26e zondag door het jaar A 2008

Wie doet de wil van de Vader? Pubers hebben heel sterk de neiging om te reageren als de tweede zoon "Nee, ik wil niet". Überhaupt hebben de Nederlanders - in de puberteit of niet - soms wat last van opstandige gevoelens. Als de paus of een politieagent (die overigens weinig gemeenschappelijk hebben al denken sommigen dat) tegen een willekeurige katholiek of burger iets zeggen in de sfeer van ‘dit moet je doen', dan staan alle stekels overeind. "Dat maak ik zelf wel uit" is de eigentijdse variant van "Ik wil niet".
Wie doet de wil van de Vader? Voor veel mensen heeft de Vader niet zoveel te willen. Wij zijn zelf het middelpunt van het heelal en wat wij willen - dat telt! Het grote probleem voor de hedendaagse christen lijkt niet de opstandigheid, maar de eigengereidheid.

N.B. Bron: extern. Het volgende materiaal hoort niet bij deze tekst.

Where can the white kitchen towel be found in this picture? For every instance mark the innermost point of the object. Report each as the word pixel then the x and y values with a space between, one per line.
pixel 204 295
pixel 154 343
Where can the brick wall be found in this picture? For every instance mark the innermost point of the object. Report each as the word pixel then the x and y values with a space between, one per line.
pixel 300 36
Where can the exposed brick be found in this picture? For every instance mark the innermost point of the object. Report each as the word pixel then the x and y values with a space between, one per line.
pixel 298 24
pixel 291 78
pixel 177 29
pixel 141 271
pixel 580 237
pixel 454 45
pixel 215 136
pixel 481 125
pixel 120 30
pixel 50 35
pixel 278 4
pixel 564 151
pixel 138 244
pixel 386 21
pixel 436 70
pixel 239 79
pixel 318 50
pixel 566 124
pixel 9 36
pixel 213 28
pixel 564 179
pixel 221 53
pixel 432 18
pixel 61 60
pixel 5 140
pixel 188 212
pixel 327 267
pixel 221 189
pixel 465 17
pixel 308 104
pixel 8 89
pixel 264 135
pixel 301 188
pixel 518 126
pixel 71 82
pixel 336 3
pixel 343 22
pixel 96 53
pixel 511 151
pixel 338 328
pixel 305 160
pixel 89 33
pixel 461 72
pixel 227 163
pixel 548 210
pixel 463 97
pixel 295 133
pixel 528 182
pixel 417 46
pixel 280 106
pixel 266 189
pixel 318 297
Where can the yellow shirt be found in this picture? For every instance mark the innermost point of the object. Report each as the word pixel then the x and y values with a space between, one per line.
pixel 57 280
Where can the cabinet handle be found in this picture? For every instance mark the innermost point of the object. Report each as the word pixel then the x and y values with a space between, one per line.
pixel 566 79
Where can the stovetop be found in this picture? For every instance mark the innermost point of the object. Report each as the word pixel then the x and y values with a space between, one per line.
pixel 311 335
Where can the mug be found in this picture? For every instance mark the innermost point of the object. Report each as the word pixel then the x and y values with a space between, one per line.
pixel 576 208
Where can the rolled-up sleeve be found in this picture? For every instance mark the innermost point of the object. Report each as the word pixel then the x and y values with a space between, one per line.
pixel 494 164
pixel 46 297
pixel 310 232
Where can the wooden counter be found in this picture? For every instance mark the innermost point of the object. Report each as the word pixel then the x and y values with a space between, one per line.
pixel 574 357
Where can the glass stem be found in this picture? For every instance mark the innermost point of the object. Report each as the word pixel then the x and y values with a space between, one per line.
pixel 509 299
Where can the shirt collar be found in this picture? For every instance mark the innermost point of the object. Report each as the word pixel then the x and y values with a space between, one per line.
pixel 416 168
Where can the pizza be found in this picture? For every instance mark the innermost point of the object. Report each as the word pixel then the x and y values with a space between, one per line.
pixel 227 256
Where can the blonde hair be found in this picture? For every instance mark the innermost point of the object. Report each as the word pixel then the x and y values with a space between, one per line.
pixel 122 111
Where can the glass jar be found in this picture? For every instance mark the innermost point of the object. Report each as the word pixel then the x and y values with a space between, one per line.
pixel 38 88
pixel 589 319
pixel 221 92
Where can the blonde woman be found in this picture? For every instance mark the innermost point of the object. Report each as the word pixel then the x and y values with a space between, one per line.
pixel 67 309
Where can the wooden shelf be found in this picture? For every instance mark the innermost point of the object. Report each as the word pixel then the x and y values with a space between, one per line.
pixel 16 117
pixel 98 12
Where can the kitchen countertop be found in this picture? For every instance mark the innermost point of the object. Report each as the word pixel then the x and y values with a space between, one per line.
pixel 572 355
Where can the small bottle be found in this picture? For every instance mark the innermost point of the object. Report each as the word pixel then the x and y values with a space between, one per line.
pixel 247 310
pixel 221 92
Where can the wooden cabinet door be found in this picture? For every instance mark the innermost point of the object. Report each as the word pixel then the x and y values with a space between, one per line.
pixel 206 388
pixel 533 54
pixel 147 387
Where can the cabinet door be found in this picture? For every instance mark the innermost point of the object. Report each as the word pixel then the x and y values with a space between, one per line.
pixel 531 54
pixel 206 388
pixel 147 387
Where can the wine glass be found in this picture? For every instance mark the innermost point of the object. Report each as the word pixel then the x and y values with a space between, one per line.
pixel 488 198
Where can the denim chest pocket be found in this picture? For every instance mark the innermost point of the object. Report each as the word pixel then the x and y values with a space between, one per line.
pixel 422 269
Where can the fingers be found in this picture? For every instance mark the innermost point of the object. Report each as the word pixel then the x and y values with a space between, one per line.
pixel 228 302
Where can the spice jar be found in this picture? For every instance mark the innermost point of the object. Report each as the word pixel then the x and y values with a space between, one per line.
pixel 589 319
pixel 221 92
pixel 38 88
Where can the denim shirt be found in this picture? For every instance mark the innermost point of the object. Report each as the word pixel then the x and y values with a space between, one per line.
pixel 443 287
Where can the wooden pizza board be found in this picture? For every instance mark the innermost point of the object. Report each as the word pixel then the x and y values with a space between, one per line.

Niet zozeer een nee tegen de ander, maar een ja tegen het ik.
Nu gaat de gezonde christelijke psychologie ervan uit, dat je pas een volwaardig mens wordt, als je echte, diepe relaties kunt aangaan met andere mensen. Je wordt wie je bent door de mensen met wie je omgaat. Wie zich opsluit in zichzelf en de medemens niet toelaat in zijn hart, wordt beslist minder gelukkig en evenwichtig als degene die open staat naar anderen; je kunt wel denken jezelf alles te leren, maar je leert het meest van anderen. ‘Single' zijn is wel ‘in', maar depressiviteit, angst en eenzaamheid ook. Alleen is maar alleen en als je niemand hebt om ruzie mee te maken, heb je ook geen vrienden.
Wie doet de wil van de Vader? Allereerst zou de luisteraar zich eens mogen afvragen: word ik misschien gelukkiger door de zender van mijn wil af te stemmen op een andere golflengte dan die van het eigen ikje? Want daarom wordt de lange inleiding gehouden. Wie principieel geen autoriteit aanvaardt omdat hij eigenlijk alleen zijn eigen mening aanvaardt, wil niet horen van de wil van de Vader, wil niet horen van God.
Wie doet de wil van de Vader? Dat is degene die ervoor kiest om te luisteren, om open te staan, niet alleen voor de ander-met-een-kleine-letter: de mensen van wie hij houdt, maar ook voor de Ander-met-een-hoofdletter: God met wie elke gedoopte een unieke Vader-Kindrelatie heeft. De wil van de Vader - als we daar als zijn zonen en dochters aan willen geloven - is liefde. Hij wil ons als zijn kinderen, omdat Hij van ons houdt. Zijn liefde gaat alles vooraf. Volgens Jezus is de liefde ook de vervulling van wet en profeten, want zoals Johannes zegt in zijn eerste brief: God is liefde. Welnu, liefde is iets tussen personen, nooit iets wat rondcirkelt in het eigen ikje. Wie iets wil doen met de liefde van God als Vader voor alle mensen, mag dan ook eerst de deur open zetten. Het gevolg zal zijn, dat hij ook de deur openzet om de wil van de Vader te doen: liefde geven, liefde zijn. Geen groter gebod wordt aan ons gegeven, behalve dan: bemin, bemin, bemin!
Wie doet de wil van de Vader? Wie zich láát beminnen, gáát beminnen. Het is duidelijk dat de wil van de Vader een werkwoord is: beminnen. Niet praten over geboden en voorschriften, maar in beweging komen met je hart. Niet discussiëren over de Kerk en waarom de paus dit en de bisschop dat, maar op zoek gaan naar broers en zussen, mede-kinderen van de ene Vader.
De wil van de Vader is daarom ook geen onderwerp van pubers en eigengereide mensen. Alleen wie van harte begrijpt dat zogenaamde opdrachten en voorschriften er niet zijn om ons ikje te pesten, maar omdat er iemand van ons houdt, gaat niet met de stekels overeind. Waarschijnlijk is dat gebeurd met de tweede zoon. Aanvankelijk wilde hij niet - de kleine puber - maar toen hij besefte dat de Vader hem uit liefde vroeg voor het mooie werk in de wijngaard, kwam hij zelf tot een antwoord in liefde. De eerste zoon had het niet helemaal begrepen. Ook hij had de liefde kunnen ontdekken, maar ondanks zijn gehoorzaamheid, luisterde hij niet met zijn hart.
Wie doet de wil van de Vader? Dat is dus degene die zich láát beminnen en gáát beminnen. Zalig wie de wil doet van de Vader - van harte. Amen.